Log Cabin Democrat
- Type: Daily newspaper
- Format: Broadsheet
- Owner: Paxton Media Group
- Publisher: David Meadows
- Founded: July 1879
- Language: English
- Headquarters: 1025 Front Street. Conway, AR 72032 United States
- Website: thecabin.net

= Log Cabin Democrat =

Newspaper in Conway, Arkansas

The Log Cabin Democrat is a daily newspaper in Conway, Arkansas, United States, serving Conway and Faulkner County and some surrounding areas. It was founded in July 1879 as The Log Cabin. Its publisher is David Meadows, who also serves as the publisher of The Courier in Russellville.

== History ==
The founding publisher, Able F. Livingston, was a former Whig Party member, who used the party's symbol — the log cabin — as the name for his new enterprise. Ownership changed a handful of times early in the newspaper's existence, eventually passing to the family of J.W. Robins in 1894. The Robins family continued to be involved with the newspaper directly for five generations. Along the way, J.W. Underhill, a one-time owner of The Log Cabin, purchased assets of a smaller Conway newspaper, The Democrat, which operated from 1881 to 1885 and had been revived in 1899. Underhill married into the Robins family, and the two papers merged as The Log Cabin Democrat in late 1900. The daily edition of the newspaper debuted in 1908 in conjunction with coverage of the opening of the Arkansas Normal School, later renamed the University of Central Arkansas.

The newspaper's main office has been on downtown Conway's Front Street since 1980, after operating from offices on Oak Street for 80 years. In addition to its primary print edition, the newspaper publishes several secondary products.
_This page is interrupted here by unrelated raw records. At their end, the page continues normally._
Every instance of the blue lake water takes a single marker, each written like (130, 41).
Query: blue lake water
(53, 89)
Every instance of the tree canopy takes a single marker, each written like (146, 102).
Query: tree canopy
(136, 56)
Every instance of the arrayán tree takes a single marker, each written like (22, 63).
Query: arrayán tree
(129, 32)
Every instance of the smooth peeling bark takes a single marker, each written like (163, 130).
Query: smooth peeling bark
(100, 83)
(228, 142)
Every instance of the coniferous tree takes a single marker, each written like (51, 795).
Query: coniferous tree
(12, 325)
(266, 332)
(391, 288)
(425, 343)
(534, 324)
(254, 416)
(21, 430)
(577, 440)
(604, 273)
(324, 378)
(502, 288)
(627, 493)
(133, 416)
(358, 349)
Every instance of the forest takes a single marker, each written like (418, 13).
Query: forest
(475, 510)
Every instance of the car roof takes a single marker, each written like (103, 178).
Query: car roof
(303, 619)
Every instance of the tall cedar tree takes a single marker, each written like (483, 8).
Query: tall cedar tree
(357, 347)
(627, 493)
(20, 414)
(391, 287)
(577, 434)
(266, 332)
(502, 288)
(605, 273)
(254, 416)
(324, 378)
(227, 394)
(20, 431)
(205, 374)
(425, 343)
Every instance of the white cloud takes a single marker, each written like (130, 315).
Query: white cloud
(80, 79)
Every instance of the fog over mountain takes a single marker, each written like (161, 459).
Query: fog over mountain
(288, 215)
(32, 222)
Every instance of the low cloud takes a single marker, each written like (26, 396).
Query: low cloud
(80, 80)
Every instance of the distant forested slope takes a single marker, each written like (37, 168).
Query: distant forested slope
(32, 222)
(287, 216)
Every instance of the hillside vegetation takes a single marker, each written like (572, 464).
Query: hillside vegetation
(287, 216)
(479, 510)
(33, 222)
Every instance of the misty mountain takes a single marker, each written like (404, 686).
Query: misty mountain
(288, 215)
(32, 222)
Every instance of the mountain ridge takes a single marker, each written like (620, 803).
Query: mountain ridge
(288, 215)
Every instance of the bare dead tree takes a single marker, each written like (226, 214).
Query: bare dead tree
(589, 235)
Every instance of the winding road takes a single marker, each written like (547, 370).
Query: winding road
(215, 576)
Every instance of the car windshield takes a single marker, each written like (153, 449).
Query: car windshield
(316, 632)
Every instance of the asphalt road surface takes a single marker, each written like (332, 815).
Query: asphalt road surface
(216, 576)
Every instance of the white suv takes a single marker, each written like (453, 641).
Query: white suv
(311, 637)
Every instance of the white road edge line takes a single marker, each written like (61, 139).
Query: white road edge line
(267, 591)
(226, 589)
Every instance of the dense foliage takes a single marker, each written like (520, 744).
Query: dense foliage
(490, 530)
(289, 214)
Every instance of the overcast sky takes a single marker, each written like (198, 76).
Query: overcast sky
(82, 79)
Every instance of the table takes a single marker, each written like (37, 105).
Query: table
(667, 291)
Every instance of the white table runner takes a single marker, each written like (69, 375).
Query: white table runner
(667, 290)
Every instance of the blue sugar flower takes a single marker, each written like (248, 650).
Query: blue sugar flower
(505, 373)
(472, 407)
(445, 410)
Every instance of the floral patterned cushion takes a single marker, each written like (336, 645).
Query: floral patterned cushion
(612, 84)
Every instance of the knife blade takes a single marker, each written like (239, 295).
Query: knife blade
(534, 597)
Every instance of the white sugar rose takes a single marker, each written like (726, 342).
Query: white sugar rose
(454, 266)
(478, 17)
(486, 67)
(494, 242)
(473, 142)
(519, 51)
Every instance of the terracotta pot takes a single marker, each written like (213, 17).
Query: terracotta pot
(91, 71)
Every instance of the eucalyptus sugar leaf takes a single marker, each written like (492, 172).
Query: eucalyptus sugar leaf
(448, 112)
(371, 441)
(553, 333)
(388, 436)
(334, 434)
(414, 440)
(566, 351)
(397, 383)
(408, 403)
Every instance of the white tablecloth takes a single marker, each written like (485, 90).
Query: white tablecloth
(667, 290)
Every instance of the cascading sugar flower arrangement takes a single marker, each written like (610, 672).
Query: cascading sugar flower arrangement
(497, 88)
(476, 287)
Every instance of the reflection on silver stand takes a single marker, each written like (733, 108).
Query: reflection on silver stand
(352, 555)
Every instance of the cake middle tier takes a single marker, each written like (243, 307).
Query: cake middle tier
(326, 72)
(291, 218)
Since its online debut in 1997, TheCabin.net has been augmented with multiple specialty websites through Morris DigitalWorks, covering niches such as dining, wedding planning, and local entertainment.

The newspaper was operated by Morris Publishing Group which assumed full ownership in the mid-1990s. In 2017, Morris sold its newspapers to GateHouse Media. By June 2019, the newspaper changed hands again, to Paducah, Kentucky-based Paxton Media Group, as part of a four-publication acquisition in the state.